Since I had that huge sewing success under my belt, I was very optimistic that I could easily create a pattern from one of our existing coats and free form some cute fleece into a smashing coat for Bettina. I am very, very optimistic, what can I say.
I started by improvising. I traced the outline of an existing coat onto the back of wrapping paper. (It was the only paper in the house large enough to trace and cut the pieces as a whole.) Once I had my pattern pieces, I laid out the Christmas fleece. I didn’t know how much I would need for the coat so I got 2 ½ yards. Those of you who sew are probably laughing right now. For those of you who don’t sew, that doesn’t sound like a lot but I had to rearrange the living room furniture to spread it out.
I resorted to prying her off the floor and dragging her to a carpeted space. Bettina immediately headed back for the fleece. But I was ready for her and protected the perimeter like some demented Twister player. Only it turns out it is humanly impossible to protect the full square footage of 2 ½ yards of fleece.
In a show of good judgment on my part, I conceded one end of the fleece to Bettina. I laid out the pattern and worked on cutting out the fabric pieces for the new coat at the other end of the fleece. In my peripheral vision I could see Bat Girl slowly edging closer to get a better observation position.
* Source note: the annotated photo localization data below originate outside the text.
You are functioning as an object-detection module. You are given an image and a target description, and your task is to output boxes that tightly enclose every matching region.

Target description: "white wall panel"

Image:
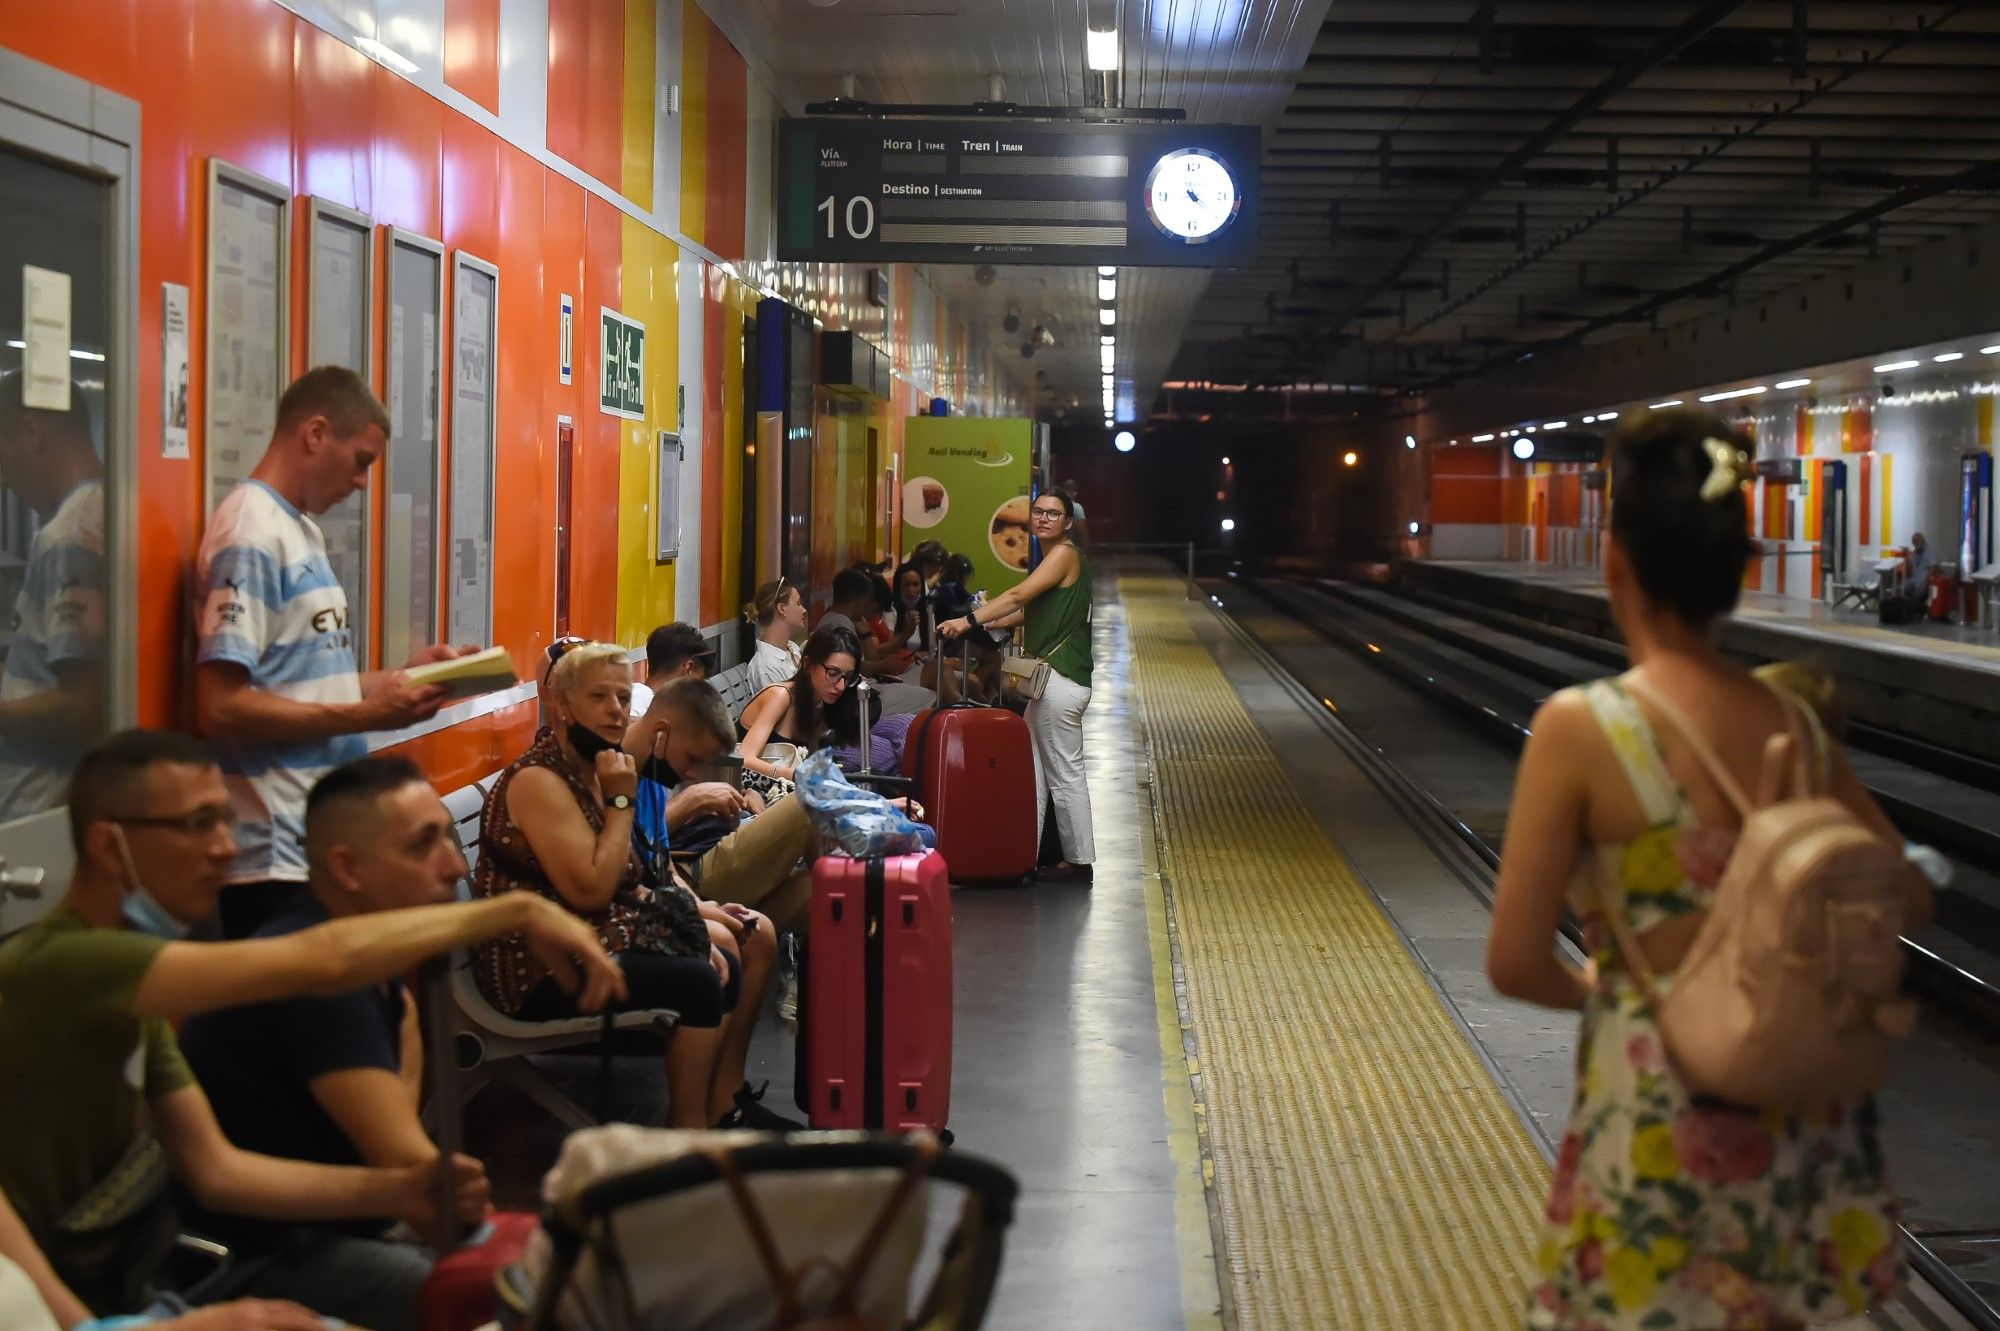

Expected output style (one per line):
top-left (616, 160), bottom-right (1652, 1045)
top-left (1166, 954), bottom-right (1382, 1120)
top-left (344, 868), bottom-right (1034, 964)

top-left (676, 257), bottom-right (707, 613)
top-left (497, 0), bottom-right (550, 149)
That was followed by an epic struggle between me and the sewing machine. This is a machine that I begged for one Christmas and had never used until this moment. I got to work on piecing the jacket together. The majority of the jacket was completed with amazingly little difficulty. I was so pleased with myself. I’m a frickin’ genius when it comes to sewing. Then I got to the Velcro. I had been lulled into a false sense of security. Oh accursed Velcro! In the process of trying to get the bleeping Velcro attached to the jacket, I broke two machine needles as well as being stopped short countless times due to the thread breaking or balling up.
Bettina and Blue opted to keep their distance while I was sewing this part of the coat, much to their credit. Sweating and swearing I finally got the Velcro secured. Convincing Bettina it was safe to come near me again in order to try the coat on her was almost as challenging as the Velcro.